Erika Ettin: TV tells us one thing … life says another
Published in Dating Advice
I got a text recently from a 40-something male client that said, “I’m anxious about restarting dating. I just want this process to be done.”
I followed up with, “When you say that you want the process to be done, what do you mean?”
Every week, an average of three clients say to me, “I hate dating. I want to be in a relationship.” And my standard response is a question that I pose right back: “You know all new relationships start with a first date, right?”
The reason I thought I this today is a new season of "The Bachelor" premieres Jan. 23. Now, let’s be clear: I do love watching the show. Mainly because it’s a trainwreck. And, of course, I can say I watch for “work purposes,” but who are we kidding? It’s a lesson in how not to go about starting a relationship.
So many dating shows rush people through some man-made obstacles in order to get to the “outcome,” and in the case of this show, the outcome is an engagement. As if to say, nothing matters until you’re engaged. I could not disagree more.
I continued to say to my client, “Dating is not something you can rush through to just be in a relationship.”
He replied: “I want to be married.”
Me: “Putting that pressure on yourself makes it feel like every date is an interview for a wife. No wonder it’s so exhausting.”
Him: “What’s the alternative? Besides having fun, enjoying the conversation, getting credit card points for paying, etc? :) Obviously I learn a lot from each interaction, both about myself and the other person.”
My aside: That doesn’t sound so bad to me!
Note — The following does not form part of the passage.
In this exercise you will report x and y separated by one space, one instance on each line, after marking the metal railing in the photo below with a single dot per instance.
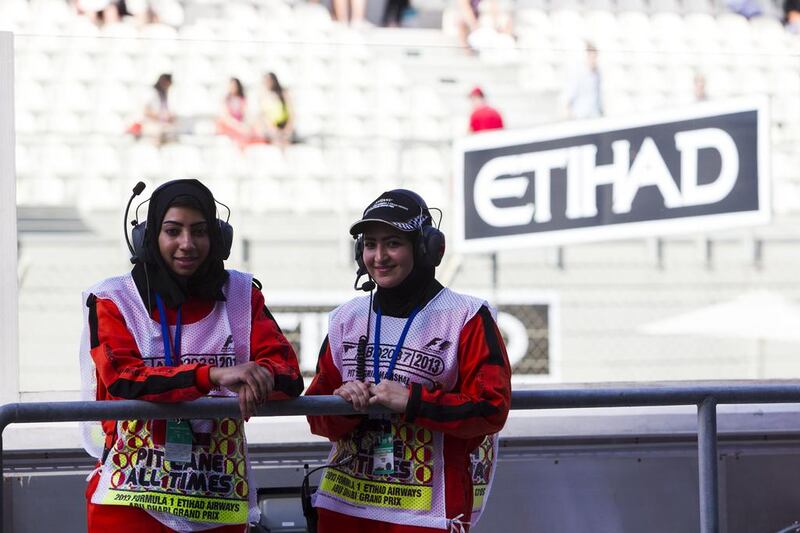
705 396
Dating should be fun … even if, or especially if, you’re dating with purpose. In fact, on a previous season of "The Bachelor," starring “Pilot Pete,” a contestant, Kelley, used the word “fun” a lot. (“I want to have fun.” “Let’s have fun.”) Peter was bothered by this, replying, “I’m not here to have fun; I’m here to find a wife.” As if those things can’t coexist. Having fun does not lessen the seriousness of a situation … it amplifies its goodness. For what it’s worth, Peter and Kelley are currently together.
Back to my client:
Me: “What, in your mind, is so grand about marriage? That stage requires work too. But different. Being married to the wrong person would be awful, so why rush the part of finding her? That’s why I want to make sure you do take the time with the process and don’t feel every woman you meet is ‘the one’ or nothing. So many people think seriously dating and fun can’t go together. But they can … and should!”
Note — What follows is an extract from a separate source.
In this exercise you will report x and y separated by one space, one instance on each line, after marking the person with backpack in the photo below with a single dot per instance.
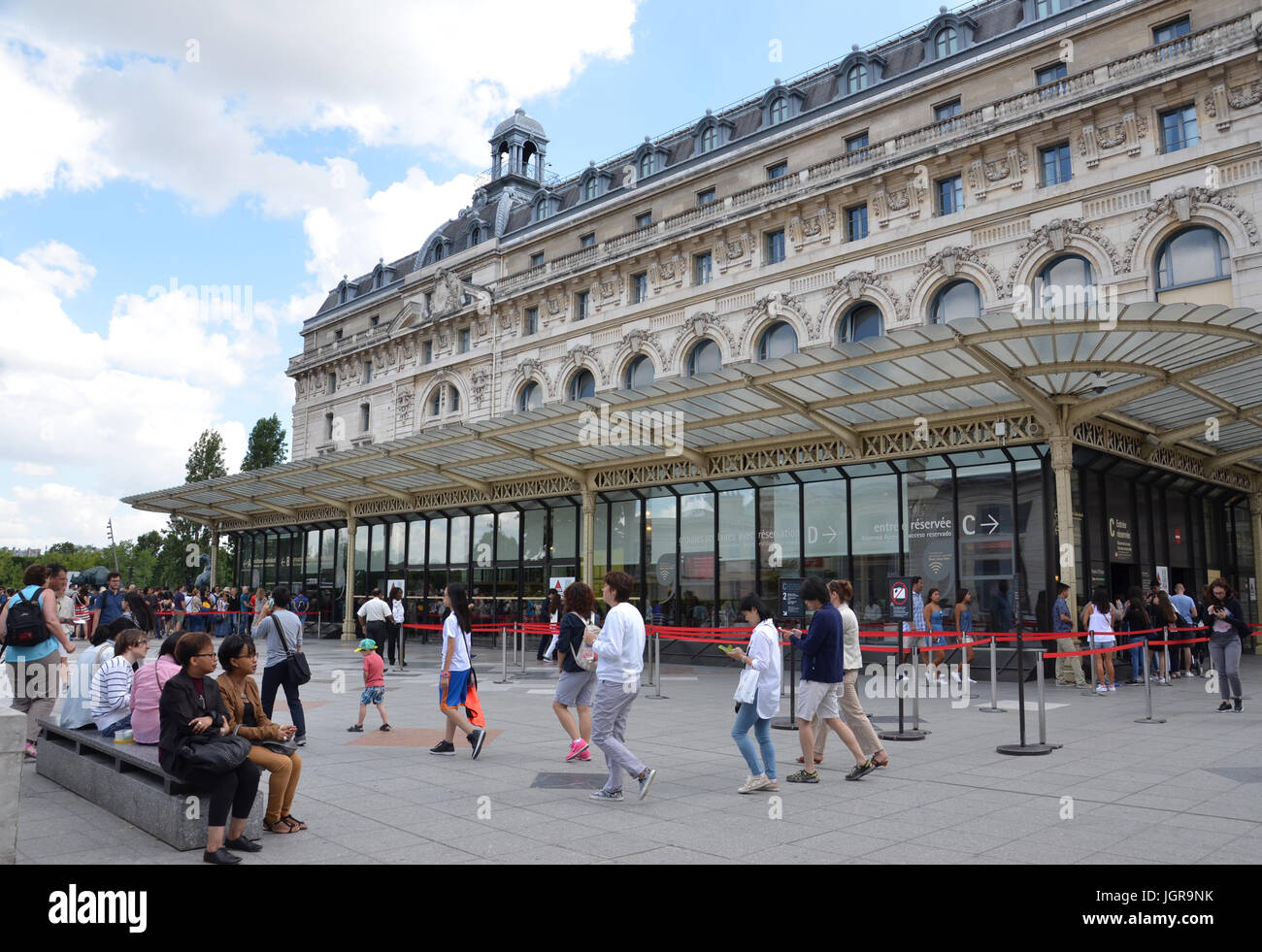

I know people are looking for that comfortable place where you can sit on the couch in your jammies, but in doing that, you’re missing all the learning opportunities that come in the earlier stages.
The show simply reinforces to me that the initial stages of dating should never be skipped just to have the “outcome” you want. What’s the point of the outcome if it’s not earned and grown with the right person? There’s a big difference between “playing house” and making a home.
As I would say to my client or anyone else, it’s not “done” when you meet the right person — it’s just the beginning of a new, and often more complex, stage of life. And the “dating” should never stop, even if and when you find your person.